When firing into melee apply a % penalty to the roll based on the combined SIZ of the non-targets. If you succeed with the penalty you succeed. If you miss because of the penalty you hit one of the other targets, roll as per your SIZ-to-die-pips conversion. If you miss regardless of the penalty, you roll the % chance to see if you hit one of the other targets.

EXAMPLE 2: Back to Barney and his sociopathic archer 'friend' who has an 80% chance to hit with his bow. Archer fires once into the fray at the goblin but has a penalty of 40% (SIZ 16 + SIZ 24) because of the ogre and Barney mucking about. (Had Archer aimed at the ogre he'd only have a 22% penalty.) Archer rolls 66, which means he hit something besides the goblin -- fortunately it was the ogre. He spits and fires again, but this time rolls an 89 -- a miss, but because he's still shooting at the melee he has a 40% of hitting someone else. He rolls a 12 and... well, let's say Barney won't sit for at least two weeks.

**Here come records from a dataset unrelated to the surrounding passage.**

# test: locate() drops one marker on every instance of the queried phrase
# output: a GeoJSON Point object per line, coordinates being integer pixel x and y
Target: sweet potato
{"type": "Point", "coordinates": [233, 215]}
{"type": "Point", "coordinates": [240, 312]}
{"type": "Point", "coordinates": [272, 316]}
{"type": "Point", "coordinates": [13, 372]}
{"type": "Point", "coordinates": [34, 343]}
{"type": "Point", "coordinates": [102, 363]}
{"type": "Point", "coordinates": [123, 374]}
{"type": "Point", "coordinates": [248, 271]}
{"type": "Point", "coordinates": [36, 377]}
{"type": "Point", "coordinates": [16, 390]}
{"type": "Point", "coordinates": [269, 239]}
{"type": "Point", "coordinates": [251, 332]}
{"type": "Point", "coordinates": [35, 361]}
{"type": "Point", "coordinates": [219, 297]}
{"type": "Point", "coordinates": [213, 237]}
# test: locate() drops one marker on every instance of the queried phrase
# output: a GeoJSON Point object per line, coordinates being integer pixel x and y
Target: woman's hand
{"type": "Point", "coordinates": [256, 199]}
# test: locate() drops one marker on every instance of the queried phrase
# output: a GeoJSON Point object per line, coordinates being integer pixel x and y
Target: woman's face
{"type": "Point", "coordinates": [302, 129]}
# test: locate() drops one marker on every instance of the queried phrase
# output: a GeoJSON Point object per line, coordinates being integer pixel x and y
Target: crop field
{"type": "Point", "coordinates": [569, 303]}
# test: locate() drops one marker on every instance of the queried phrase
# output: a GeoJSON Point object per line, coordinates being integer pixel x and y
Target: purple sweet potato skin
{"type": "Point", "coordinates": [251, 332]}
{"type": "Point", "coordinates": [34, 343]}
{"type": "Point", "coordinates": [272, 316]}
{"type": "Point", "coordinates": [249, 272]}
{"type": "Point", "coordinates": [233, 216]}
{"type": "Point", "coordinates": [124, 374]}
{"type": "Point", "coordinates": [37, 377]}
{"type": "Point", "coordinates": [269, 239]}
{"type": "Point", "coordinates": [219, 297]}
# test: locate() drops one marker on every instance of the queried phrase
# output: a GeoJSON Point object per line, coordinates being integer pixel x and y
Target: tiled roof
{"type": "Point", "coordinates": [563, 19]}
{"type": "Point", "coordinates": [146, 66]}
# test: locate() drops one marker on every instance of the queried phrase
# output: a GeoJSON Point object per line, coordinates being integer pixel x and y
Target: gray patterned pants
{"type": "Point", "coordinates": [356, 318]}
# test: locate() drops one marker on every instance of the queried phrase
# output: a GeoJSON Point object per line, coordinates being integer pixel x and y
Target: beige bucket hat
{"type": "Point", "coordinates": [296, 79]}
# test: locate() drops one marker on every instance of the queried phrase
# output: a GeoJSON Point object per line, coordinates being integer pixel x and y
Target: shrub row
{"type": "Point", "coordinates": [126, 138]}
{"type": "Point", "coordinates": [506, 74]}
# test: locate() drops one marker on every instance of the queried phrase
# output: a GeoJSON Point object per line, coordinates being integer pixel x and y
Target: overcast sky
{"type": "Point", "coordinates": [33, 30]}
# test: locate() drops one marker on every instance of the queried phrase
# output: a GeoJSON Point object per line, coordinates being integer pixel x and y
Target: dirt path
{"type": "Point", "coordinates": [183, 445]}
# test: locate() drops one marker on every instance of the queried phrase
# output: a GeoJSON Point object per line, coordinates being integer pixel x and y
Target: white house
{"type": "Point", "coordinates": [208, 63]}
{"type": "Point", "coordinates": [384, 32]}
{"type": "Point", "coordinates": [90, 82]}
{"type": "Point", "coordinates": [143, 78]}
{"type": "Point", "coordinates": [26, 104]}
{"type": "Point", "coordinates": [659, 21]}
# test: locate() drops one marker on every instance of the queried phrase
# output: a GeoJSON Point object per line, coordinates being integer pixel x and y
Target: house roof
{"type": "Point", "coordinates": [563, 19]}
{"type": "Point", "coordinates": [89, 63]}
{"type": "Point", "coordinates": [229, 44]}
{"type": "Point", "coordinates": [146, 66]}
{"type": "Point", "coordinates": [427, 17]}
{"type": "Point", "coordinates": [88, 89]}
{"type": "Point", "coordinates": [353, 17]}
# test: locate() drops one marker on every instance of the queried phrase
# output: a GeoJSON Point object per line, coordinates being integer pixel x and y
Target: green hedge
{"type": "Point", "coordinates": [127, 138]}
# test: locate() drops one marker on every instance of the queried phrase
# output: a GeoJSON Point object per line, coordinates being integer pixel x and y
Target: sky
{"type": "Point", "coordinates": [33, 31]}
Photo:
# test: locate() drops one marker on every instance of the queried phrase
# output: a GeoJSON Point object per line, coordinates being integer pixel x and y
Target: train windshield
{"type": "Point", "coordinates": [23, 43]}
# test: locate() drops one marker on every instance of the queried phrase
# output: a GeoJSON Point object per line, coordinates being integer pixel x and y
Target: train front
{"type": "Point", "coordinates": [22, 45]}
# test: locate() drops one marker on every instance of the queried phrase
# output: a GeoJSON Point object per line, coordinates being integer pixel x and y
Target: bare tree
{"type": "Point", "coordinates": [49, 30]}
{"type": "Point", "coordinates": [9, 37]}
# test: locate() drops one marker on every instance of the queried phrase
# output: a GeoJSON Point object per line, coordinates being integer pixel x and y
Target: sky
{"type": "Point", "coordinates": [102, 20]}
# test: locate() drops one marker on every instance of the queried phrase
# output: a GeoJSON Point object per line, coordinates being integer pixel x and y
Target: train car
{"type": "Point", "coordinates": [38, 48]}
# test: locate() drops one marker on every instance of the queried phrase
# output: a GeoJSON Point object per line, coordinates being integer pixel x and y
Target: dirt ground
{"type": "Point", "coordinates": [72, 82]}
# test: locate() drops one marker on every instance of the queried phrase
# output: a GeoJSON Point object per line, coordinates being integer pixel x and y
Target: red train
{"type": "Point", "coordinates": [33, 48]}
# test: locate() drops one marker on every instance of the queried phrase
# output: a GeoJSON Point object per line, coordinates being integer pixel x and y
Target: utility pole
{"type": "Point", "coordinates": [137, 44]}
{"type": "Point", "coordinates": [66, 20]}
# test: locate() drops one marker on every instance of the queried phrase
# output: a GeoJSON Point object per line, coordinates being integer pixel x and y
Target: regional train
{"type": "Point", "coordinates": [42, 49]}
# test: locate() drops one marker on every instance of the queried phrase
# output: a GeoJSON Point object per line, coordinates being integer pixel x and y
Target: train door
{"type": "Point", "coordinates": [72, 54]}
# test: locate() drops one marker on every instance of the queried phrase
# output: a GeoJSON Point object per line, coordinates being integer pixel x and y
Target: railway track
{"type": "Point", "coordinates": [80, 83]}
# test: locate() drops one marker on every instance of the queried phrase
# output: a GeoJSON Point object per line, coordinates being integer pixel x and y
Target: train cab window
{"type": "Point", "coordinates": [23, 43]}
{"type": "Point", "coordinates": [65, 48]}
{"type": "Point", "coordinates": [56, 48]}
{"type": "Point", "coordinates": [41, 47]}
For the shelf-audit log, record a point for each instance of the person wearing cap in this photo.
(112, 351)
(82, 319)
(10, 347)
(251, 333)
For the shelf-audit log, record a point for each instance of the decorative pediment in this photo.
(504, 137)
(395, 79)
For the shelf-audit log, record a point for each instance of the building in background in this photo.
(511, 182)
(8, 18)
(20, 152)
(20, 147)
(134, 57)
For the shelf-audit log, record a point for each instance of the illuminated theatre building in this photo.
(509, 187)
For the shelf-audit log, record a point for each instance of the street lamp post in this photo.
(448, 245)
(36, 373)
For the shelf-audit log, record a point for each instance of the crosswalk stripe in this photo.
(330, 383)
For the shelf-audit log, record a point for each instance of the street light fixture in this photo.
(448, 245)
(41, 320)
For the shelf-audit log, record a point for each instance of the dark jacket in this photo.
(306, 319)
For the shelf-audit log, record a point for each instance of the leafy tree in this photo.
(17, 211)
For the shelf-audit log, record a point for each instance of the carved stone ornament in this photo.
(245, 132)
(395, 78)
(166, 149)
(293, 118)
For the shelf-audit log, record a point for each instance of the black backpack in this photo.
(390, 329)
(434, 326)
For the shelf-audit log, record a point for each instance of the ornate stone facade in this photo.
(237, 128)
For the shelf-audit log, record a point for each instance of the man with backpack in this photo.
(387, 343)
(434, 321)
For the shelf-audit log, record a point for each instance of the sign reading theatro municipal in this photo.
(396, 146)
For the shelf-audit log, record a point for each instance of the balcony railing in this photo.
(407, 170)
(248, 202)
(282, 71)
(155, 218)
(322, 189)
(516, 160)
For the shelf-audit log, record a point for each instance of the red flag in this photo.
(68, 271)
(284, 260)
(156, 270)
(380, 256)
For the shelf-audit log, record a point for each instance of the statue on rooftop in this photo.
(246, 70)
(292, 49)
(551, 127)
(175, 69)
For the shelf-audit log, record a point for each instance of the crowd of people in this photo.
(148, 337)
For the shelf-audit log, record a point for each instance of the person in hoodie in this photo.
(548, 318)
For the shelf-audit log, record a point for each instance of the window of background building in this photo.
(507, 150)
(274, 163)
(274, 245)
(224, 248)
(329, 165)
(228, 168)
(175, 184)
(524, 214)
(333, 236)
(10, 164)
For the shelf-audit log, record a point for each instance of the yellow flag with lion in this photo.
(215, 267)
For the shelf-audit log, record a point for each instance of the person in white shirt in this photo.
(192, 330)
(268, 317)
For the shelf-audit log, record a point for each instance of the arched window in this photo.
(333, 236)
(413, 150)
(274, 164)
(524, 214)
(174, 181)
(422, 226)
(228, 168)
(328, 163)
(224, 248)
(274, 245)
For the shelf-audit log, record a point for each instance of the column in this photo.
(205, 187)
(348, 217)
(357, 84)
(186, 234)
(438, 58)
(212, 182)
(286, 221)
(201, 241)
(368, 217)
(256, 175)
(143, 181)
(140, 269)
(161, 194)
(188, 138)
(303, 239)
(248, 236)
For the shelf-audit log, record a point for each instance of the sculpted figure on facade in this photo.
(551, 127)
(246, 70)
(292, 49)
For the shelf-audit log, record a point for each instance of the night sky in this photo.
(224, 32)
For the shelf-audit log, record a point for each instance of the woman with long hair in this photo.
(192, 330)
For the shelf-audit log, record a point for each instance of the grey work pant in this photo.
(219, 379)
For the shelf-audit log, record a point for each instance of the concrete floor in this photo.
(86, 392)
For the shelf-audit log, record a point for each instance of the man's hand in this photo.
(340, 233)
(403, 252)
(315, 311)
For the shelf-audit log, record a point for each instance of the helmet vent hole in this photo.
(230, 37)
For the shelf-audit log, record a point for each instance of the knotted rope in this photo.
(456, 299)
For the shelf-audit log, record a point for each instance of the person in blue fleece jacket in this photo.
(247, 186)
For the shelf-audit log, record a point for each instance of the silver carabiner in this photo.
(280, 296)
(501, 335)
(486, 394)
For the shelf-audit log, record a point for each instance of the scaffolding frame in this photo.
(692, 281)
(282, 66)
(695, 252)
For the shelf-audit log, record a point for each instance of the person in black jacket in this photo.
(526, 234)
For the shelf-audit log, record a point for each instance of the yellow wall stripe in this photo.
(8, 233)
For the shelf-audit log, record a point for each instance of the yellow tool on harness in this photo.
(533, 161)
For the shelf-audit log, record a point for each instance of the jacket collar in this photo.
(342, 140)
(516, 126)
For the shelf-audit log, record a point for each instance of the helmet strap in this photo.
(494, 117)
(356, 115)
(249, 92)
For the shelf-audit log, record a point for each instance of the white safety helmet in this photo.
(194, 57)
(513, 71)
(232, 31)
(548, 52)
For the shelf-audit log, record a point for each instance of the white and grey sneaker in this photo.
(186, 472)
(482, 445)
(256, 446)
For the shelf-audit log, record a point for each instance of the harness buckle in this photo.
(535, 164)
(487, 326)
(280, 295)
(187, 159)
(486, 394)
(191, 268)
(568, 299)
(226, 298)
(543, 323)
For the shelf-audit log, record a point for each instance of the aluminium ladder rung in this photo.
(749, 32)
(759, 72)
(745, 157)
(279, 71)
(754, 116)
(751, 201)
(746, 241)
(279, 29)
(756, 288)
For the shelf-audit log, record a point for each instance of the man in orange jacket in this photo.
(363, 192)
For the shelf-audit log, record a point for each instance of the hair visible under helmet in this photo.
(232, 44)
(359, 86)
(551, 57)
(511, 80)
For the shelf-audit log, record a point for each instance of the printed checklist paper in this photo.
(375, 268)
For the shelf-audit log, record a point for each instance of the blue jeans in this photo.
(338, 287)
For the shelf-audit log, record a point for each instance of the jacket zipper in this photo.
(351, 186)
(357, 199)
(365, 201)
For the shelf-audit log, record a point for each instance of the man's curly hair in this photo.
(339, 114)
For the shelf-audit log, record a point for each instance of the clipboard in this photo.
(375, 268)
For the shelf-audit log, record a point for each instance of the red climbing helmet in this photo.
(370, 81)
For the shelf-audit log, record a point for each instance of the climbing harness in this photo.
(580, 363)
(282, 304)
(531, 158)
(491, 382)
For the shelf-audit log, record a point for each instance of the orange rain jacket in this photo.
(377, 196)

I'm sure there's something screwy with that as well...

Edit: I realized you could do away with the additional die roll for 'who did you hit'. Just use the penalty %, going from lowest SIZ to highest SIZ (or the other way 'round). For example, Archer had a 40% chance to hit his goblin target. He rolled a 66, which is 26 more than 40 and so Archer shoots the ogre. Had he rolled a 41-56 he would've shot Barney. For the full-on Failure he rolled a 12 on the subsequent missed-but-might-hit-someone-else roll, meaning Barney got hit that time.

Great ideas, but your method doesn't include any risk that the archer could special or critical Barney. This can be a problem if Barney has enough armor to avoid damage from the arrow. The archer could fire into melee without any risk of hurting Barney.

I am considering using your method (subtracting SIZ of additional targets from archers %) but any fumble rolled by the archer would automatically count as a critical hit against Barney. That way Barney is at some risk of being damaged even if he has 8 AP.